La consolidación de la democracia requiere de liberalización, pluralismo, tolerancia, espíritu de diálogo, capacidad de construir consensos, y todo lo que se pueda agregar a este respecto. De un tiempo acá, soplan fuertes vientos de fanatismo, soberbia, discriminación, y falta de tolerancia. Mal camino. Quiero escribir ahora, tomando en préstamo a un filósofo francés, vivo y estupendo, que definió así al fanatismo; empieza su entrada en el diccionario, con una referencia a un muy buen filósofo, cuan olvidado. Va:

“El fanatismo –decía Alain–, ese repugnante amor a la verdad…”. Pero sólo aman la suya. Es un dogmatismo odioso o violento, demasiado seguro de su buena fe para tolerar la de otros. El terrorismo aguarda al final.

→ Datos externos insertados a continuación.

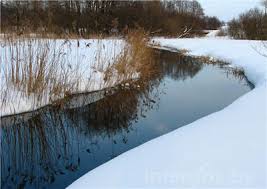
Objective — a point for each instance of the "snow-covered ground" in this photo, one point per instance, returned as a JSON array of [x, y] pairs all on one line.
[[225, 149], [80, 60]]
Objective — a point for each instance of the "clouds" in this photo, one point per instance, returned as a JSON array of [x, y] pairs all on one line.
[[227, 9]]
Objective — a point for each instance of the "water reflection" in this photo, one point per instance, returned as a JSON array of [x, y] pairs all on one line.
[[53, 146]]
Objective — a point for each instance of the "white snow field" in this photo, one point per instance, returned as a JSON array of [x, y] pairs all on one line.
[[225, 149], [83, 60]]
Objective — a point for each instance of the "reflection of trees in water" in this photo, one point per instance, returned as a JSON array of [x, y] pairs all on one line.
[[46, 145], [179, 67], [40, 148]]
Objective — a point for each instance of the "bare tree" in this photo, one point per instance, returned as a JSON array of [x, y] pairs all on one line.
[[264, 3]]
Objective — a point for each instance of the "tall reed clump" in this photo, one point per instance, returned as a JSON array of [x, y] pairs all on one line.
[[136, 60], [35, 69]]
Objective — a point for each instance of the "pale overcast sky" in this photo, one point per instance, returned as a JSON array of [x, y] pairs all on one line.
[[227, 9]]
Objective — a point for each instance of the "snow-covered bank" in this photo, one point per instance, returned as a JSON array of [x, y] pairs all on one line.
[[84, 61], [226, 149]]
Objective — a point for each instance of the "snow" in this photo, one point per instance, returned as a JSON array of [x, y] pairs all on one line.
[[225, 149], [86, 58]]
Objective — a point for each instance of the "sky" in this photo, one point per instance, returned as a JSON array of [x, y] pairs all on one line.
[[227, 9]]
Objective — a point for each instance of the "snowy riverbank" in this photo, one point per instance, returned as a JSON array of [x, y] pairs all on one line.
[[81, 61], [225, 149]]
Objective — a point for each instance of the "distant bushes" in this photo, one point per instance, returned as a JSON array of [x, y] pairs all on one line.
[[250, 25], [103, 16]]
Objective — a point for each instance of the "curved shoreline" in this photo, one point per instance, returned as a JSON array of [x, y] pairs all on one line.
[[225, 145]]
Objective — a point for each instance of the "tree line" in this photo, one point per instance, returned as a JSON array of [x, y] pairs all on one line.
[[84, 17], [250, 25]]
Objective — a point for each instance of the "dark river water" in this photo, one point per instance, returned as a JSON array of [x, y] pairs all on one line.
[[54, 146]]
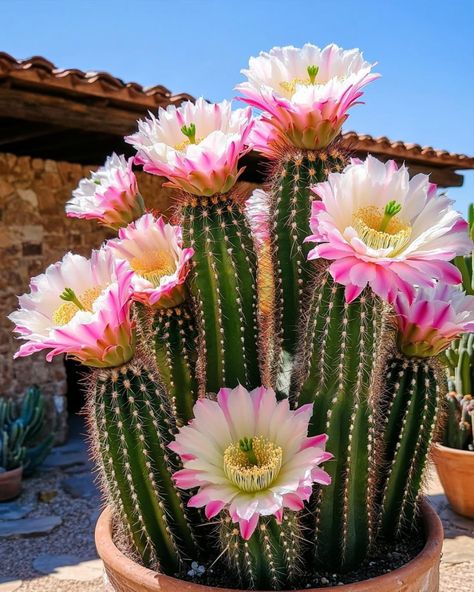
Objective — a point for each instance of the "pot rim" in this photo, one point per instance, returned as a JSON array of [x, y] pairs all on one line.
[[441, 448], [14, 472], [111, 555]]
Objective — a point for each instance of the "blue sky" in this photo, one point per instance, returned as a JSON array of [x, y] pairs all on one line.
[[424, 50]]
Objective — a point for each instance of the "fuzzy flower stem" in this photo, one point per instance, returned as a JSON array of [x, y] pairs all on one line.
[[312, 73], [190, 132], [70, 296], [391, 209]]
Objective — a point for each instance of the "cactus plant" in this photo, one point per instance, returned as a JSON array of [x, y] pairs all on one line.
[[188, 331], [290, 206], [224, 289], [132, 425], [459, 426], [413, 395], [336, 369], [22, 441], [458, 432]]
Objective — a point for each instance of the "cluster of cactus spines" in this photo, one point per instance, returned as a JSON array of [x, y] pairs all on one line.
[[272, 557], [224, 288], [132, 425], [290, 207], [337, 369], [174, 338], [410, 413], [20, 432], [459, 426]]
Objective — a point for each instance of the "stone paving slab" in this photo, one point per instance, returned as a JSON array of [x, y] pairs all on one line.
[[14, 511], [69, 567], [8, 585]]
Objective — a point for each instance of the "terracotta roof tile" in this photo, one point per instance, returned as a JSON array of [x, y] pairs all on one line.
[[409, 151], [41, 73]]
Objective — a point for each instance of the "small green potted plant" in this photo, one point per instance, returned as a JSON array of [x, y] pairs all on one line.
[[22, 445], [454, 457]]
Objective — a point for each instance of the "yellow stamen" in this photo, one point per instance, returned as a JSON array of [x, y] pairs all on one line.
[[153, 265], [66, 311], [251, 477], [290, 86], [183, 145], [368, 222]]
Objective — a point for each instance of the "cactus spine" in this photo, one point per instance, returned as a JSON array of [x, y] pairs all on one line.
[[411, 403], [336, 369], [270, 559], [174, 342], [223, 284], [290, 209], [132, 425]]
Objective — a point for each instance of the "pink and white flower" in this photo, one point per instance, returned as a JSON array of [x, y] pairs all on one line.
[[436, 316], [249, 454], [195, 146], [257, 211], [110, 195], [154, 251], [79, 307], [381, 228], [305, 93]]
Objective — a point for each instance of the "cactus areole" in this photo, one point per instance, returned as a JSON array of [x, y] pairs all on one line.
[[264, 375]]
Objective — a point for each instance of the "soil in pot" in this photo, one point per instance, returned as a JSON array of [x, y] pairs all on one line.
[[10, 484], [388, 556]]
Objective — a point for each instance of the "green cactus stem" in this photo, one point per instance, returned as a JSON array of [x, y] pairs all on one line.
[[175, 354], [223, 285], [132, 426], [271, 559], [290, 209], [412, 399], [337, 369], [460, 358]]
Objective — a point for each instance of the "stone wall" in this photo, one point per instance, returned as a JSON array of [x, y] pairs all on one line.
[[35, 232]]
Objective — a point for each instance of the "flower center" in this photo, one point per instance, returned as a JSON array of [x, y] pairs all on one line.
[[190, 132], [381, 229], [153, 265], [66, 311], [290, 86], [252, 464]]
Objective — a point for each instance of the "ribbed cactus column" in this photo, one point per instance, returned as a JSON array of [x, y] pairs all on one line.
[[290, 209], [175, 353], [223, 284], [132, 427], [336, 369], [270, 559], [413, 395]]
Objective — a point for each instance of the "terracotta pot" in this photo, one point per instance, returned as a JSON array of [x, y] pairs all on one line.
[[420, 574], [10, 484], [456, 473]]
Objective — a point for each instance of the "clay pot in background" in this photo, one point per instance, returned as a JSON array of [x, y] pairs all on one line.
[[456, 473], [422, 573], [10, 484]]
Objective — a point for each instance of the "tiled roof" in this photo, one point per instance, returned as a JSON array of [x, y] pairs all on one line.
[[410, 152], [41, 73]]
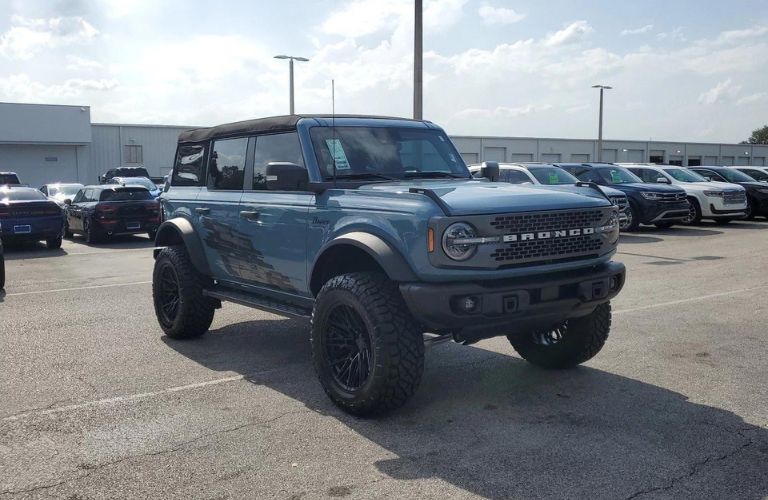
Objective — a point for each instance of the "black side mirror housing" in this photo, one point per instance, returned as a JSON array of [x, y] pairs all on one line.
[[286, 176], [490, 170]]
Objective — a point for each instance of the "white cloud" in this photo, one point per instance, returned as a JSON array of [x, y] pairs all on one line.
[[637, 31], [499, 15], [572, 33], [720, 92], [29, 36]]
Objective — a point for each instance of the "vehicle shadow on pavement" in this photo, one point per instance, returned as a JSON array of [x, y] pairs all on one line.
[[495, 426]]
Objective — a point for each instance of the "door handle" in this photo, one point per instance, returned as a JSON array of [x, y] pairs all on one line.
[[249, 215]]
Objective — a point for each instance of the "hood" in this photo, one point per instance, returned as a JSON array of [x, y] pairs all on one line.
[[648, 186], [469, 197]]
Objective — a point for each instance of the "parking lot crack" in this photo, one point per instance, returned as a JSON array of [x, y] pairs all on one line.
[[94, 468], [696, 468]]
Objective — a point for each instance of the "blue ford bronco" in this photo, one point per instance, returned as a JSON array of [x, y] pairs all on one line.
[[374, 228]]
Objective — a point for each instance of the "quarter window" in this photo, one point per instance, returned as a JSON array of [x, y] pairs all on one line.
[[274, 148], [228, 163], [188, 170]]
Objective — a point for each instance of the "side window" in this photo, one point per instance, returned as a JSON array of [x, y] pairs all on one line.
[[188, 170], [277, 147], [227, 165]]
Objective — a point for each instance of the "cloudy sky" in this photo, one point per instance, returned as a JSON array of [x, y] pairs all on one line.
[[681, 70]]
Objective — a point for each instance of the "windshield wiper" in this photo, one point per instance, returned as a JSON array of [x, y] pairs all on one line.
[[435, 174], [365, 175]]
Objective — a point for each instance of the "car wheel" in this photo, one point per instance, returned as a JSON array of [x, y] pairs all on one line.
[[92, 234], [571, 343], [54, 243], [694, 212], [177, 292], [633, 220], [367, 350]]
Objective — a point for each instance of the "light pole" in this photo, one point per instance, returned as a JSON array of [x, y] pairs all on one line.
[[290, 73], [600, 126], [418, 52]]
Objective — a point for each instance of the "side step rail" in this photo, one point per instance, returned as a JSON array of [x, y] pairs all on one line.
[[258, 302]]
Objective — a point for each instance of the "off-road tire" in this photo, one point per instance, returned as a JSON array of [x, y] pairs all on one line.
[[634, 215], [396, 343], [194, 313], [54, 243], [695, 209], [581, 340]]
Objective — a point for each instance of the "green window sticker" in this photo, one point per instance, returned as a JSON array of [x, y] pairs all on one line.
[[553, 178], [337, 152]]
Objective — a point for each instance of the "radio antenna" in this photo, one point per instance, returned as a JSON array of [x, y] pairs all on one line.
[[333, 127]]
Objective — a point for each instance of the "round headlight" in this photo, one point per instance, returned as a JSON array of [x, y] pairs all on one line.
[[452, 237]]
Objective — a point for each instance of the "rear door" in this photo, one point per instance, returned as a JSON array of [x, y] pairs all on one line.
[[218, 209], [274, 223]]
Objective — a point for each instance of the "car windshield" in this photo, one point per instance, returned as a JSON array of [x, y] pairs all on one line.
[[617, 175], [21, 195], [125, 194], [64, 190], [386, 153], [733, 175], [684, 175], [552, 175], [139, 181]]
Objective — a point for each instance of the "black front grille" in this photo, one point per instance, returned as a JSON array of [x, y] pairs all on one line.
[[548, 248], [672, 197], [546, 221]]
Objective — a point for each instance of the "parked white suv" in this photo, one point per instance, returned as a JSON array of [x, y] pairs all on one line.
[[719, 201], [551, 175]]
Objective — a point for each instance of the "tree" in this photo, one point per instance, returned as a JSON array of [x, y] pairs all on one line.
[[759, 136]]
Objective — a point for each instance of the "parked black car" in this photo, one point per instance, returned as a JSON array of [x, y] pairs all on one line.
[[123, 172], [26, 214], [657, 204], [757, 192], [108, 210]]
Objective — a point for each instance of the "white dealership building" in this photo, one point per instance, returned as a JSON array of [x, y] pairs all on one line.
[[50, 143]]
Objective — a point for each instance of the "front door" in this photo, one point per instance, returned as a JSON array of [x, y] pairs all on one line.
[[274, 223]]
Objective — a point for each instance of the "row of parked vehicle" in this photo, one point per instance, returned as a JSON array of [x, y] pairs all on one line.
[[660, 195]]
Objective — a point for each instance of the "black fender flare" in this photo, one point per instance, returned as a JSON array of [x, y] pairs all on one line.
[[180, 231], [390, 260]]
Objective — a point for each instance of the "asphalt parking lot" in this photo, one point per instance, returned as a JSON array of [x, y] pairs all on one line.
[[96, 403]]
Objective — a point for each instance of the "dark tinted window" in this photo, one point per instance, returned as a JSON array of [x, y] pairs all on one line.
[[514, 176], [272, 148], [188, 170], [125, 194], [25, 195], [227, 165]]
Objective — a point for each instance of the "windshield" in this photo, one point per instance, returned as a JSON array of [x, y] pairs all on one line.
[[139, 181], [684, 175], [617, 175], [733, 175], [552, 175], [126, 194], [64, 190], [385, 152], [24, 195]]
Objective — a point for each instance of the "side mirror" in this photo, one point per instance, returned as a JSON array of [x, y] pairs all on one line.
[[286, 176], [490, 170]]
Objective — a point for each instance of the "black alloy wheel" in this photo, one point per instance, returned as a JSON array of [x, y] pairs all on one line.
[[348, 350], [168, 294]]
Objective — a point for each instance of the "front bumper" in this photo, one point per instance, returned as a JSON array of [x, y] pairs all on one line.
[[507, 306]]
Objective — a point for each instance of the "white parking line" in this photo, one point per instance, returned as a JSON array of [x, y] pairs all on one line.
[[93, 287], [121, 399], [691, 299]]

Hay que señalar que no existe fanatismo en los dominios en los que es posible una demostración (no hay fanatismo en matemáticas, en física, casi tampoco en historia, cuando los hechos son un poco antiguos y están bien establecidos), y eso crispa a los fanáticos: porque no pueden ni hacer compartir su certeza ni aceptar que no lo sea. El fanatismo se parece mucho a la fe, pero la exacerba. Al entusiasmo, pero lo pervierte. Es a la superstición, decía Voltaire, “lo que el delirio es a la fiebre, lo que la rabia es a la cólera. Quien tiene éxtasis y visiones, quien toma los sueños por realidades, y sus imaginaciones por profecías, es un entusiasta; quien alimenta su locura con el asesinato es un fanático”. Es dejarse arrastrar por la debilidad, hasta el punto de considerarla una fuerza (Diccionario Filosófico de André Comte-Sponville, Editorial Paidós, Surcos 6, página 226, Barcelona, España).